CPAP helped. But the effectiveness of CPAP seemed to lessen when I was under pressure. If I had several stressful days in a row the lack of effectiveness became quite noticeable.

Then late 2005 I was robbed, stabbed, and beaten. A severe traumatic attack. We were stuffing the stab wounds for eight weeks. They tell me my eye swelled up to about the size of the rest of my head. They thought I had lost that eye. I am very very lucky nothing critical was hit.

The stress of being near the anniversary time of the attack brought me to the emergency room each of two years following the attack. I would find my heart racing and high respiratory rates for days before and after the date. I would loose days of sleep. I was simply hyper-vigilant with no way to slow things down.

Trying to sleep with CPAP became difficult. I often woke up breathing hard with my heart beating out if my chest. Lots of dry mouth. For the first time aerophagia entered the picture. It became much harder to sleep with CPAP starting about six weeks before the anniversary date.

Then in late 2009 (if memory serves) I was listening to a Sleep Apnea related web interview where Bytuko Breathing was being discussed. I tried the “nose clearing” exercise (without the hold your nose and bob up and down part – I was taking notes) and found that not only did my nose clear but my heart rate (constantly tending to race that time of year) reduced notably. This got me thinking and it made sense to me that the heart rate would be the lowest when metabolism was best facilitated by the breathing level. So I started using my pulse/oximiter to find that lowest level and while doing so discovered that SpO2 could be used to tell me if I were near that quite constantly. This made my days during the time of year near the time of the attack go much better.

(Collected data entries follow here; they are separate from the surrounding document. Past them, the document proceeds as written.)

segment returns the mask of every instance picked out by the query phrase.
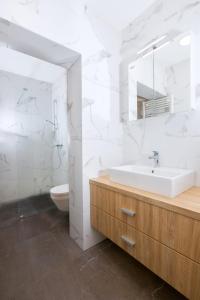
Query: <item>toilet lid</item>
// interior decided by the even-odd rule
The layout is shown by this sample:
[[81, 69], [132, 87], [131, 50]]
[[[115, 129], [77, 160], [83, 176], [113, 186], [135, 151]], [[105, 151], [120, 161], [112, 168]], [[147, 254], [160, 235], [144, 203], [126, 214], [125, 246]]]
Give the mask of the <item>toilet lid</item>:
[[58, 196], [68, 194], [69, 193], [69, 184], [62, 184], [62, 185], [55, 186], [52, 189], [50, 189], [50, 193], [52, 195], [58, 195]]

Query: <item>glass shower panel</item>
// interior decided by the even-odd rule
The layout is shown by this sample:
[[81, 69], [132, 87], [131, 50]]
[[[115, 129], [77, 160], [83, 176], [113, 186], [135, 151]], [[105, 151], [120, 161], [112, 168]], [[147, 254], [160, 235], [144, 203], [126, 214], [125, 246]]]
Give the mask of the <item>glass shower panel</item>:
[[63, 68], [19, 59], [12, 69], [0, 63], [0, 205], [18, 202], [23, 217], [42, 206], [32, 198], [68, 182], [67, 89]]

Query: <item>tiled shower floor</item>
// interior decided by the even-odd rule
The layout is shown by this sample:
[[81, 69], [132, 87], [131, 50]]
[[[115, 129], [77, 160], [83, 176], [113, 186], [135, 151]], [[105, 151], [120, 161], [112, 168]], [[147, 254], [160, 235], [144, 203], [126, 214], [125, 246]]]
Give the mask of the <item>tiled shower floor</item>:
[[55, 208], [48, 194], [33, 196], [0, 207], [0, 229], [26, 218]]
[[0, 208], [1, 300], [185, 299], [108, 240], [82, 252], [68, 229], [48, 197]]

But what to do at night. As I looked into the medical literature concering ventilatory stability and CPAP use I ran across the use of enhanced expiratory rebreathing space (EERS)[1] as well as how they were looking into dynamic CO2 therapy[2]. To facilitate EERS one needs to simply move the “lossy mask system” vent point downstream a hundred milliliters or so. For me not hard to do.

And the results were immediate and good. Not waking up with my heart beating out of my chest. No aerophagia. Mouth moistness much better. It was not perfect but it helped greatly.